OTel GenAI v1.0: A 30/60/90 LLM analytics blueprint

Why this matters now

OpenTelemetry’s Generative AI semantic conventions hit v1.0 in late August 2025. That milestone gives product and platform teams a stable, vendor‑neutral way to trace prompts, completions, embeddings, and tool calls across every model you run. In one week, LangChain and LlamaIndex shipped native exporters so you can emit those spans without bespoke glue code. Translation for leaders: you can finally measure cost, quality, and ROI of AI features consistently before Q4 planning.

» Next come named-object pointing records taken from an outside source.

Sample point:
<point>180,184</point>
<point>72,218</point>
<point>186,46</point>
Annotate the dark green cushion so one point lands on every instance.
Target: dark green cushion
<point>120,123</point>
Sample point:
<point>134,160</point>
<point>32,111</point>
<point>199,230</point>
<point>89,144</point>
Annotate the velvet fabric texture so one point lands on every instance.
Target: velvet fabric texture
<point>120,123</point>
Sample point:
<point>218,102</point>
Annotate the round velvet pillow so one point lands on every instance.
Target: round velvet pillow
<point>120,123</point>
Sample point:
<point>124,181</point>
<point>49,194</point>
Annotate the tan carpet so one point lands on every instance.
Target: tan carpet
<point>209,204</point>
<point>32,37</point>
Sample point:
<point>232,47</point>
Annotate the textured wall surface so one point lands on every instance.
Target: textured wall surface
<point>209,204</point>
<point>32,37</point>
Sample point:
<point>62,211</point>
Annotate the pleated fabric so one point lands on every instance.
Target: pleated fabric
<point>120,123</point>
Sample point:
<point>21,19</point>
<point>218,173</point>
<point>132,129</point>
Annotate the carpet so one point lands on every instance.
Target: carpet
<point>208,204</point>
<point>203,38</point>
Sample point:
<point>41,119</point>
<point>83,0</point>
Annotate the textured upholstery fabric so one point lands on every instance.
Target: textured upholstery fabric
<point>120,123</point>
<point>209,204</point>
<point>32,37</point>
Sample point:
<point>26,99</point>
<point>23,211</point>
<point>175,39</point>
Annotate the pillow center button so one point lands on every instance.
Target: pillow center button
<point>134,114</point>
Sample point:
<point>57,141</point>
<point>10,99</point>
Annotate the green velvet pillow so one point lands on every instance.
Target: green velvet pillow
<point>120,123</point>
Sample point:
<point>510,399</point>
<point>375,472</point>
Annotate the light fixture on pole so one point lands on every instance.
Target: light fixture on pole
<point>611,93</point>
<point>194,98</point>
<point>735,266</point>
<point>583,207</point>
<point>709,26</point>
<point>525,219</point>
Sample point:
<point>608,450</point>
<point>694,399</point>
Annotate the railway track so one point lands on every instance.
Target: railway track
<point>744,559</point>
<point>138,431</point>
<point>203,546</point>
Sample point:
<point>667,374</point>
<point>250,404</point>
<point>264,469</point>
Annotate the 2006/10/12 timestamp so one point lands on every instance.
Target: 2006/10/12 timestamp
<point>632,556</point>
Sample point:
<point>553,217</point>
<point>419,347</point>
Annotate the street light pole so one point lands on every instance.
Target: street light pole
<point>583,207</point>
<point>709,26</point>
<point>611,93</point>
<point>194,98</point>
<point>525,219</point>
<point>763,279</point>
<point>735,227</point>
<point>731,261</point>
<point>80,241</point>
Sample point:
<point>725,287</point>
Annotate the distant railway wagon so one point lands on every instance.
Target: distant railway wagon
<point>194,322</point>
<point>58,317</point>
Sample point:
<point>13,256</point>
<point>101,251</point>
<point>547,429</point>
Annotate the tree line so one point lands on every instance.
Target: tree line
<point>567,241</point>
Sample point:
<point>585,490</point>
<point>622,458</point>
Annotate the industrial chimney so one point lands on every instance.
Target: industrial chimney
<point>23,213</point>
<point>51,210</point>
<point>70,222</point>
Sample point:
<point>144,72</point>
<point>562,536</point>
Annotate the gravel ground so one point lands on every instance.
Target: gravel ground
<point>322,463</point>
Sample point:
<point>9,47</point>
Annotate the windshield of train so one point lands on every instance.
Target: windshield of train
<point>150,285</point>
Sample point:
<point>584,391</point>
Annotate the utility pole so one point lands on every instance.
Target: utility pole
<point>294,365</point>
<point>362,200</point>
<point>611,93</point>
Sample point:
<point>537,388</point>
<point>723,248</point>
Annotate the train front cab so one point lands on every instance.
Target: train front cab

I have run enough marathons to know that a clean split plan beats improvisation. Same in analytics. You need a clear 30, 60, and 90‑day instrumentation blueprint. Below is the plan I use with teams that want to standardize LLM analytics across OpenAI, Anthropic, and Gemini while staying close to business outcomes.

Along the way, I will point to practical attribute names from the v1.0 spec, the metrics that unlock ROI, and the guardrails you need for governance. If you also care about how answer engines portray your products, Upcite.ai helps you understand how ChatGPT and other AI models are viewing your products and applications and makes sure you appear in answers to prompts like "Best products for…" or "Top applications for…".

Recent facts

2025‑08‑21: OpenTelemetry released Generative AI Semantic Conventions v1.0 covering spans and metrics for prompts, completions, embeddings, and tool calls.
2025‑08‑22: LangChain announced native OpenTelemetry exporters for GenAI events.
2025‑08‑23: LlamaIndex shipped OpenTelemetry integration for GenAI traces and evals.

What v1.0 standardizes

At a high level, you instrument three things consistently:

Completions. A CLIENT span per model call with attributes for request, usage, and response.
Tools. A span for each tool invocation, tied to the parent completion.
Embeddings. A span per embedding request that participates in the same trace.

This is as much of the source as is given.